ADC Sampling Breakthrough

evanh · 2018-11-25 14:06

The differentiation doesn't have to be done inline if just doing data acquisition. Acc3 can be sampled and stored in bulk form, saved to a file even. The diff'ing can be done later and maybe not by cog code.

cgracey · 2018-11-25 14:30

Yes, that makes sense. Thanks.

ErNa · 2018-11-25 16:08

I took a look at ozpropdev's data streaming file and created an excel sheat to separate the bit streams.
A the input is ASCII, I first had to create a number value (took several steps, didn't find a function) and then extract the bits from the value. These bits are in column I to Q, only I completed (Value rang: 0,1). Next I added two neigbours to a new value (column S, value range 0 -2), and so on. In the end I have a data stream at sample frequency with a given resolution. So I create data from nothing. Like making money. The truth is: the data samples are not free, they have a history, kind of filter. I don't know, how this compares to the other filters that were studied here, so I attach the excel file with the separated bitstream to make experiments for those, interested. There seems to be a pattern in the structure of the bitstream that might be linked to the processor activities, a.k. current drawn.
Remove the txt suffics to get access to the excel. As working with 64000 rows is not a pleasure, shorter versions are available to do experiments.

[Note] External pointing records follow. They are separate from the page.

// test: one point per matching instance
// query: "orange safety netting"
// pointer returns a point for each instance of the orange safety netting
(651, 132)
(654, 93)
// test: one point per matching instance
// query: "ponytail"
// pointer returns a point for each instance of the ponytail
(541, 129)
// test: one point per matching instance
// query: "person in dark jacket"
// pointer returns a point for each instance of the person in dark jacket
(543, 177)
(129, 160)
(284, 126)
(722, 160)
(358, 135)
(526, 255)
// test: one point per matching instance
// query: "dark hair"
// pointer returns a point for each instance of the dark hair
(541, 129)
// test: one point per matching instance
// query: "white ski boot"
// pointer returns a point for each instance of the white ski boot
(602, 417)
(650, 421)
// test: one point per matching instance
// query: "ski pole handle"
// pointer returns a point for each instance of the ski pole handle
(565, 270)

SaucySoliton · 2018-11-25 16:18

cgracey wrote: »

If you were to take ten 10-clock sinc3 readings and sum them all up, would it be equivalent to having waited 100 clocks and taken one reading?

It would be easier to sum readings over time, rather than maintain all these variables.

No. The filter window would look like this. Evan is right that we would need to filter the 10 samples, not just sum them up.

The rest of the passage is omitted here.